Routing: the Pi as a pure edge proxy

nginx on the Pi knows about each backend as a named upstream pointing at the server's LAN address, then gives each subdomain its own server {} block. The Pi itself only directly serves this website (a small Flask app on :5000); everything else is forwarded to 192.168.1.217.

upstream photos { server 192.168.1.217:2283; }   # Immich
upstream git    { server 192.168.1.217:3000; }   # Forgejo
upstream passwd { server 192.168.1.217:1337; }   # Vaultwarden
upstream cloud  { server 192.168.1.217:5212; }   # file server
upstream dav    { server 192.168.1.217:9191; }   # WebDAV
upstream site   { server 127.0.0.1:5000;     }   # this site, on the Pi

# default server: anything that isn't a known host gets dropped
server { listen 80 default_server; return 301 https://$host$request_uri; }
server { listen 443 ssl default_server; return 444; }   # 444 = close, no response

That return 444 on the default HTTPS server is deliberate: any request with a Host header I don't recognise (scanners hitting the raw IP, for example) gets the connection closed with no response at all, instead of leaking a default page.

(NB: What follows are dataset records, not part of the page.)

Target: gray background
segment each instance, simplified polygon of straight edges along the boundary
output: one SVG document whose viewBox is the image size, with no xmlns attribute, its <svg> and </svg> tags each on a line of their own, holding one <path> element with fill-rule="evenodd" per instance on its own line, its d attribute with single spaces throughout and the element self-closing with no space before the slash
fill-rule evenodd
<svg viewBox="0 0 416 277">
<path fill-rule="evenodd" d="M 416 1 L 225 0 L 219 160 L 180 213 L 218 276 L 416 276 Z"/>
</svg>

Failing over gracefully when the server is off

This is the part that makes the on-demand model actually usable. When the beefy server is powered down, its upstreams are unreachable. Without handling, every subdomain would throw a raw 502. Instead, each proxied service is configured to catch the failure and serve a friendly "this is currently offline" page from the Pi itself:

server {
    listen 443 ssl;
    server_name photos.srtk.in;

    location / {
        proxy_pass http://photos;
        proxy_next_upstream error timeout http_502 http_503 http_504;
        error_page 502 503 504 = /fallback;
    }

    location /fallback {
        proxy_pass http://localhost:5000/down;   # served by the always-on Pi
    }
}

The = /fallback form rewrites the response so the client gets a clean page served by the Flask app on the Pi, which is always up. So when the server is asleep, visiting photos.srtk.in shows a tidy downtime page instead of a browser error, and the moment I power the server back on, nginx starts proxying to it again with no further action.

For uploads specifically, the proxy buffering on the Pi does something even nicer: it can absorb an entire upload to disk while the upstream is unavailable and replay it once the server is back. I wrote that mechanism up in detail in Decoupling Availability.

Why this shape

GoalHow the design gets it
Low idle costOnly a ~3 W Pi runs 24/7; the power-hungry box is off by default.
Always reachablePublic IP, TLS and routing live on the always-on Pi.
Graceful degradationnginx serves a downtime page from the Pi when the server is off.
One cert, many servicesWildcard *.srtk.in via DNS-01.
Survives a changing IPCron'd Cloudflare DDNS for apex + wildcard.
Small attack surfaceUnknown hosts get 444; the token is single-scoped.

The whole thing is deliberately boring: a cheap computer that never turns off, a bigger one that mostly does, and an nginx config that makes the gap invisible.